Der Gott gab keine Antwort. Doch nach ziemlich langem Schweigen erklang eine Stimme: „Was will Deine Gefährtin?“

Sie antwortete: „Gehorchen und dienen.“

Da folgte Finsternis auf die Nacht, Lärm auf die Stille, Furcht auf Vertrauen, Verwirrung auf Hoffnung, und eine schrille Stimme sagte drohend: „Wehe dem, der die Prüfungen nicht erträgt!“

Der Graf und die Marquise wurden getrennt. Sie sah sich in ein Gemach eingeschlossen mit einem bleichen, hageren, Fratzen schneidenden Manne. Er erzählt ihr von seinem Glück auf Erden, seinen Schätzen, verliest ihr Briefe der größten Herrscher, und in plötzlicher Wendung fordert er ihr schließlich die Diamanten ab, die ihre Stirn schmücken. Entzückt, sie so leichten Kaufes los zu sein, entledigt sie sich ihrer schleunigst.

Auf diesen ersten Prüfer folgte ein Mann in sehr unanständiger Kleidung. „Bedenken Sie, Frau,“ sagte er, „daß Sie Ihre Blicke stets auf mein Antlitz richten müssen.“ Der Mann war sehr schön und hatte die ausdrucksvollsten Augen. Alles war gefährlich: ihn anzuhören, ihn anzusehen oder die Blicke zu senken.

Nach dieser peinlichen Viertelstunde kam eine Alte und sprach: „Ich allein kann Ihre Tugend erkennen. Die Prüfung, die Sie bestanden haben, besteht in der Feststellung, wie weit Ihre Sinne den Reizen kecker Jugend widerstehen können.“

„Tun Sie, was Ihres Amtes ist“, sagte die Marquise.
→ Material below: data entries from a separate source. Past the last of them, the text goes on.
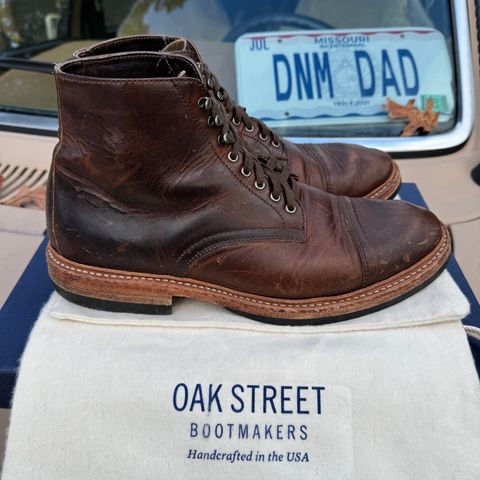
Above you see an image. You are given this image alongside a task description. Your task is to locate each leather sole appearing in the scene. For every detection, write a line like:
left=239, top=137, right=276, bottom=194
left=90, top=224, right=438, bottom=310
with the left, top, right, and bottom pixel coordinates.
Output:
left=46, top=225, right=451, bottom=324
left=366, top=161, right=401, bottom=200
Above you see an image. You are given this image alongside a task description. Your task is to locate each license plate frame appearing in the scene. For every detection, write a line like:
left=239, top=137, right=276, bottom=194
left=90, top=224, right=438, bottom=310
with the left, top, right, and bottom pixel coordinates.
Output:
left=234, top=28, right=454, bottom=128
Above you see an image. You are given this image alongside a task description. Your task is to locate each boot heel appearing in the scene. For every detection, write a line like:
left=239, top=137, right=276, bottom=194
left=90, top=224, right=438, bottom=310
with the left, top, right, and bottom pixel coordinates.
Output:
left=53, top=283, right=173, bottom=315
left=47, top=245, right=174, bottom=315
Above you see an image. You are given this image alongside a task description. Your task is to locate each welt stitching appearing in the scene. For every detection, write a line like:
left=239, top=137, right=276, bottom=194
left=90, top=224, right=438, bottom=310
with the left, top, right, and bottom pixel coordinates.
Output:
left=370, top=179, right=391, bottom=198
left=368, top=169, right=396, bottom=198
left=369, top=165, right=398, bottom=198
left=47, top=229, right=448, bottom=309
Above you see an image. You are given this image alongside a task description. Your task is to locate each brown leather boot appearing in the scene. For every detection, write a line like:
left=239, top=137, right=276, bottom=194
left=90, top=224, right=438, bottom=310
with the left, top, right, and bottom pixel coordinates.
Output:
left=73, top=35, right=401, bottom=200
left=46, top=52, right=450, bottom=324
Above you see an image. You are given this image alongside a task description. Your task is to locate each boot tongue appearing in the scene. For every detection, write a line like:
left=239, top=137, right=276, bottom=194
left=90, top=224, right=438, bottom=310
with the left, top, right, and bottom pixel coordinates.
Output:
left=162, top=39, right=200, bottom=62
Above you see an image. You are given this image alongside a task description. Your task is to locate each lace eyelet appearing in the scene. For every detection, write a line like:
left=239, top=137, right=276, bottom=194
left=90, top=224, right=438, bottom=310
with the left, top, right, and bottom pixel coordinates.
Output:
left=286, top=205, right=297, bottom=214
left=232, top=118, right=240, bottom=126
left=214, top=115, right=223, bottom=126
left=207, top=116, right=215, bottom=127
left=218, top=134, right=224, bottom=145
left=216, top=91, right=223, bottom=101
left=241, top=167, right=251, bottom=177
left=259, top=133, right=268, bottom=141
left=270, top=193, right=281, bottom=202
left=255, top=181, right=266, bottom=190
left=272, top=141, right=281, bottom=148
left=228, top=151, right=239, bottom=163
left=245, top=124, right=255, bottom=132
left=198, top=97, right=212, bottom=109
left=207, top=78, right=213, bottom=88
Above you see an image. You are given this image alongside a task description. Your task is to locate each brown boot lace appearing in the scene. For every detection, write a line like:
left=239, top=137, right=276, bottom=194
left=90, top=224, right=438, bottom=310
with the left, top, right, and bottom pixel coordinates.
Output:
left=197, top=95, right=298, bottom=213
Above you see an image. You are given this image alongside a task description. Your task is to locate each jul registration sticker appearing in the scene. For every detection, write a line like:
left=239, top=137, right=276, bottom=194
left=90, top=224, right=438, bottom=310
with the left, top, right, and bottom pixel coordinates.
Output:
left=234, top=28, right=454, bottom=128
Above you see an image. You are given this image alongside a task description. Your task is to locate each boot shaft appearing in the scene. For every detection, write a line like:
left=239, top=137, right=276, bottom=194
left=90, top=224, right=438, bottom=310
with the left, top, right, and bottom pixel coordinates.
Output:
left=55, top=53, right=214, bottom=205
left=48, top=52, right=303, bottom=275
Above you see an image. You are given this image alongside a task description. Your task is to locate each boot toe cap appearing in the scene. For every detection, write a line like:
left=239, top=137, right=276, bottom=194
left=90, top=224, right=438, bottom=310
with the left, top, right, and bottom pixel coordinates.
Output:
left=332, top=144, right=393, bottom=196
left=347, top=197, right=446, bottom=286
left=300, top=143, right=395, bottom=197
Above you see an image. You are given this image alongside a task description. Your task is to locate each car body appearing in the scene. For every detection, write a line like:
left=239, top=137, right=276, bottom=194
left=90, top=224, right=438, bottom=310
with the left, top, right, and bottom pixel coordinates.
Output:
left=0, top=0, right=479, bottom=465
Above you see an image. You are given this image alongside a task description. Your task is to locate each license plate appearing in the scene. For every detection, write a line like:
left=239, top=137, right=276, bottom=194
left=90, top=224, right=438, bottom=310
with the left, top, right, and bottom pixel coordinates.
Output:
left=234, top=28, right=454, bottom=128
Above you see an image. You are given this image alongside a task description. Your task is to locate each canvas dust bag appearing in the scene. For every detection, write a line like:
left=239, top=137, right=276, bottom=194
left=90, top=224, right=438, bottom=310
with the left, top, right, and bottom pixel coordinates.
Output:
left=2, top=271, right=480, bottom=479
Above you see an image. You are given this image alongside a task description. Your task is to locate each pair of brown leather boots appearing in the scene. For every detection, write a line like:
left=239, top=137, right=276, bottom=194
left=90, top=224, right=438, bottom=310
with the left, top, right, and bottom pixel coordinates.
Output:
left=46, top=35, right=451, bottom=325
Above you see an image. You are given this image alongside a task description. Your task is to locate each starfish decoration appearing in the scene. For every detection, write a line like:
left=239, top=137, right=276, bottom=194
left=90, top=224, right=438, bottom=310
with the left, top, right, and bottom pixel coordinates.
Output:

Die Alte tat es und übergab ihr dann ein Pergament; es war ein Patent des Widerstandes. Dann führte sie sie in einen großen Keller. Dort sah sie angekettete Männer, Frauen, die bis aufs Blut gepeitscht wurden, Scharfrichter, die Köpfe abschlugen, Menschen, die aus Giftbechern den Tod trinken mußten, glühende Eisen, Galgen mit Schandaufschriften. „Das“, sagte die Alte, „sind die Märtyrer unserer Kunst. So lohnen die Menschen, deren Glück wir uns weihen, unsere Gaben und unseren Eifer.“

Die Marquise blickte ruhigen Auges die traurigen Opfer der angeblichen menschlichen Gerechtigkeit an und verriet nicht die geringste Bewegung.

Die Prüfungen des Grafen waren anderer Art. Man versuchte ihn durch Lobsprüche zu ködern, zeigte ihm sein Weib in den Armen eines liebenswürdigen Mannes, um zu sehen, ob er aus Eifersucht in die lächerlichen Wallungen verfallen werde, die das Hirn der Ehemänner umnebeln. Schließlich las man ihm einen Abschnitt aus dem berühmten Buche der Zukunft vor, das die ihm bevorstehenden Verfolgungen enthielt.